# taz.de -- The Cambridge Habermas Lexicon: Ein ganz besonderes Geschenk
> Kurz vor dem 90. Geburtstag des großen Sozialphilosophen ist ein
> Habermas-Lexikon erschienen. Es reicht von „Ästhetik“ bis
> „Welterschließung“.
IMG Bild: Fast 90 und geistig topfit: Jürgen Habermas
Kurz vor seinem 90. Geburtstag am 18. Juni wurde Jürgen Habermas im
„Forschungskolleg Humanwissenschaften“ in Bad Homburg das 809 Seiten starke
„Cambridge Habermas Lexicon“ überreicht. Es enthält 122 Stichwörter von
„Ästhetik“ bis „Welterschließung“ sowie 83 Artikel über Personen, deren
Werk für Habermas Denken von prägender Bedeutung waren.

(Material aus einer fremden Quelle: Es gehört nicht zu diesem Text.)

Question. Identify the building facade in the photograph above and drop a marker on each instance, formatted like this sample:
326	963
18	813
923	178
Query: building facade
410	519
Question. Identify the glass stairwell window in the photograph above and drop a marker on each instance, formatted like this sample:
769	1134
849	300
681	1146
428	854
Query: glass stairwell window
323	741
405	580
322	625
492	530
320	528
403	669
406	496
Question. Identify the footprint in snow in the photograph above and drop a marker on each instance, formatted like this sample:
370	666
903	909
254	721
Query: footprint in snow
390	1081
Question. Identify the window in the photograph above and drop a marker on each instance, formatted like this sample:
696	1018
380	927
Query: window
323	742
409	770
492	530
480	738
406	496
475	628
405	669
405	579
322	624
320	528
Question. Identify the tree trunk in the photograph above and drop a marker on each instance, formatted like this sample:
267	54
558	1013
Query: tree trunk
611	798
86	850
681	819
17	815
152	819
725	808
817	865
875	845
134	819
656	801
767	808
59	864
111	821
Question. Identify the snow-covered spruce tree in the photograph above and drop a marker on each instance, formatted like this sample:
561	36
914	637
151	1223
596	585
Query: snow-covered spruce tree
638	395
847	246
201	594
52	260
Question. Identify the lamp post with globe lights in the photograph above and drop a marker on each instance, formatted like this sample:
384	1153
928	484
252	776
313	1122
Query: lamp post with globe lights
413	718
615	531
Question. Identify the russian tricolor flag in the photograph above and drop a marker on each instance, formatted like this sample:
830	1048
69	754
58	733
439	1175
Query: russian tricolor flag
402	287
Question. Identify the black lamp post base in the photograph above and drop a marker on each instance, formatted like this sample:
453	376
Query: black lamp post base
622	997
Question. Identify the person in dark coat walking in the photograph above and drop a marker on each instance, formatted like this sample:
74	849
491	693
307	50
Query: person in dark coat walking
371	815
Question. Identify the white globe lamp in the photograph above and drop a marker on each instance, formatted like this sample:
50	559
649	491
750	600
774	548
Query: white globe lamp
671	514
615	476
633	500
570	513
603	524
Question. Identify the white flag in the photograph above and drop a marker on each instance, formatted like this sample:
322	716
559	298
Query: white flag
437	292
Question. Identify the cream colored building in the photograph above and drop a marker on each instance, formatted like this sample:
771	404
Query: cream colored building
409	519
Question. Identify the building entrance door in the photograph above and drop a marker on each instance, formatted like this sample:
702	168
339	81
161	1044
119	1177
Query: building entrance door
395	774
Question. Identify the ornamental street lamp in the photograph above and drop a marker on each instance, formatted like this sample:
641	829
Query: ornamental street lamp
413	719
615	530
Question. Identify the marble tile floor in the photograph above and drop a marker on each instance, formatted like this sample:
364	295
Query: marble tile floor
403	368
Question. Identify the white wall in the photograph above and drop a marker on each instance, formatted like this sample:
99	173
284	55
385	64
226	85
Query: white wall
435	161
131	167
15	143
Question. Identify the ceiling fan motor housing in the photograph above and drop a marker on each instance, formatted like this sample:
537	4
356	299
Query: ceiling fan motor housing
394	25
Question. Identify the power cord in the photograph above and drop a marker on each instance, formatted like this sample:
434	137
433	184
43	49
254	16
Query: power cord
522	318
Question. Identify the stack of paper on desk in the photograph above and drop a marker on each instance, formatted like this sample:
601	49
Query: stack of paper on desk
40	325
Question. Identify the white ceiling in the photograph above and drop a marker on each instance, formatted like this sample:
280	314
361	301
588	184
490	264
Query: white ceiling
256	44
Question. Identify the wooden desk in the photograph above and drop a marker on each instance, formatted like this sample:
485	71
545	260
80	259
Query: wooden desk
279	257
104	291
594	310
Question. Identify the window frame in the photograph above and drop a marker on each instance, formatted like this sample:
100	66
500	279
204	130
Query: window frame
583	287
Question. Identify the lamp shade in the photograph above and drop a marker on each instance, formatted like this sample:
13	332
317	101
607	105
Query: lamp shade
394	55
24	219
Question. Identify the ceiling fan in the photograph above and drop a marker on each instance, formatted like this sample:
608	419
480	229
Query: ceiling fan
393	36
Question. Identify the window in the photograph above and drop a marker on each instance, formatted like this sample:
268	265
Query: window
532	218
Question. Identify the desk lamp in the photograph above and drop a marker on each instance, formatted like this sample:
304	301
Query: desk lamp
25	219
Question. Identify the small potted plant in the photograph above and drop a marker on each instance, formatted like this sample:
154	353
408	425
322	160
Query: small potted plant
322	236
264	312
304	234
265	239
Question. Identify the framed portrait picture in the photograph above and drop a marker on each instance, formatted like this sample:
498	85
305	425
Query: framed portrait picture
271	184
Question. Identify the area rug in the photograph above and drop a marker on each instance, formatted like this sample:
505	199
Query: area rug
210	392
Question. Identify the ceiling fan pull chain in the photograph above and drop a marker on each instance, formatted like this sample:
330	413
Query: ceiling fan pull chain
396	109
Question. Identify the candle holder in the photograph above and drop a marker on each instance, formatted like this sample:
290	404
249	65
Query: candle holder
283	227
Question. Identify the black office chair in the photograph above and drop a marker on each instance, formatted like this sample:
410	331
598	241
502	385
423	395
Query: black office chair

Die Liste reicht
von Theodor W. Adorno, Karl-Otto Apel und Ernst Bloch über Dieter Henrich
und Michael Theunissen zu Albrecht Wellmer, umfasst aber auch „Klassiker“
von Kant, Hegel und Marx über Jaspers und Kierkegaard bis zu Nietzsche und
Hannah Arendt sowie zeitgenössische Wissenschaftler verschiedener
Disziplinen.
Die Philosophin Amy Allen und ihr Kollege Eduardo Mendieta achteten als
Herausgeber des Lexikons bei der Auswahl der über hundert Autorinnen und
Autoren des Lexikons auf deren Kompatibilität mit den maßgeblichen Zügen im
intellektuellen Profil des weltweit anerkannten Philosophen Jürgen
Habermas. Die Mehrheit der Autorinnen und Autoren des Lexikons kommt nicht
aus Deutschland, und viele unter ihnen sind junge Wissenschaftler aus
verschiedenen Fachdisziplinen (Philosophie, Jurisprudenz, Geschichte,
Psychologie, Theologie und Politikwissenschaft). Sie bürgen – wie Habermas
selbst – für Interdisziplinarität und Zeitgenossenschaft sowie dafür, dass
Habermas’ Werk und dessen Bedeutung künftigen Generationen von Studierenden
und Lehrenden zugänglich bleibt.
Die einzelnen Artikel des Lexikons versuchen Schlüsselkonzepte und Begriffe
– „frei von Jargon, klar und verständlich“ (Amy Allen, Eduardo Mendieta) –
zu erklären und deren Ort und Funktion im Denken von Jürgen Habermas zu
bestimmen. Die Artikel sind sehr kompakt und umfassen zwischen zwei und
höchstens sieben Seiten. Die Durchsicht einiger Artikel belegt schnell,
dass die Verdichtung alles andere als eine einfache Operation ist.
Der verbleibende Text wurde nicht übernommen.